Thursday, September 27, 2012
Daily Mass Homily: Thursday, September 27th, 2012
This morning we are introduced to a very unique book of the Bible—Ecclesiastes. The writer is self-titled Qoheleth—the teacher—and tradition says this is a writing of Solomon or someone writing in Solomon’s name.
Talk about a Debbie-downer introduction. “Vanity of vanities, says Qoheleth, vanity of vanities! All things are vanity!” I think we should make a push to have this read at Mass every Monday morning.
Qoheleth is basically saying, “What’s the point?” The author claims to have grown in wisdom, wealth and worldly knowledge. At the same time, he wonders what the point is to any of this because, whether rich or poor, full or hungry, wise or foolish, the same end comes to all—death. Is there any profit to anything except to eat, drink and be merry in the few years we have on earth?
Peter Kreeft has said that this book asks the question that the rest of the Bible answers—what’s the purpose of life?
I have adapted an activity from my Mom that I frequently use with kids to illustrate this point. Imagine some of the blessings in your life—your family, hobbies and passions. Now picture me writing a zero on a chalkboard (we really need a chalk board up here!) for everyone’s blessings. Imagine the string of 70 or so zeroes on this board. I then ask the kids (because this is math related, and math is the best!) how much is 70 (or any number of) zeroes? Zero. Yet what happens if I place the number one before all these zeroes? What was once nothing is now a huge number.

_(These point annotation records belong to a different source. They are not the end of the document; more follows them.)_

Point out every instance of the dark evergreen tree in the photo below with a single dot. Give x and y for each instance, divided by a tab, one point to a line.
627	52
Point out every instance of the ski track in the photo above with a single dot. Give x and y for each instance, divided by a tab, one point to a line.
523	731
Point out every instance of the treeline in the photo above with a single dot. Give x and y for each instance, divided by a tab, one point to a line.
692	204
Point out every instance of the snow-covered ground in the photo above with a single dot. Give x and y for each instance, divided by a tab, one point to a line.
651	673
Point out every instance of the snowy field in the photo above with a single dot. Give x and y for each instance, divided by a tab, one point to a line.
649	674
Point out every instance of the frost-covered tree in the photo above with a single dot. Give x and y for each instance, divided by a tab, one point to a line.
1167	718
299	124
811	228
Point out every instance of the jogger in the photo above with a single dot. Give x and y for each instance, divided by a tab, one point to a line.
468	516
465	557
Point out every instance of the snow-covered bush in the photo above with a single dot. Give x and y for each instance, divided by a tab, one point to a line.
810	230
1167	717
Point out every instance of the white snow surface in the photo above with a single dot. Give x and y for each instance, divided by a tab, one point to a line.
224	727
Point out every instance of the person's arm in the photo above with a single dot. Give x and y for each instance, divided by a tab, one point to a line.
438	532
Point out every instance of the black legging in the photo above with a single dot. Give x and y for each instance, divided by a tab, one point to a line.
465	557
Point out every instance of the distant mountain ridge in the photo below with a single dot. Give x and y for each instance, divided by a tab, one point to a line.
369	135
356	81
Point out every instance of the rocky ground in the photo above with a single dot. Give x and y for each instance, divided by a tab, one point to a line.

We have a blessed vantage point because we live after Jesus Christ’s incarnation. We can see that, if Christ is not the center of our lives and our greatest priority, all we do is truly “vanity of vanities”. Yet when God is put first, all of these “vain” activities become infinitely valuable. Unlike Qoheleth instead of saying “vanity of vanities” we can say with St. Paul, “Rejoice in the Lord always, again I say rejoice!”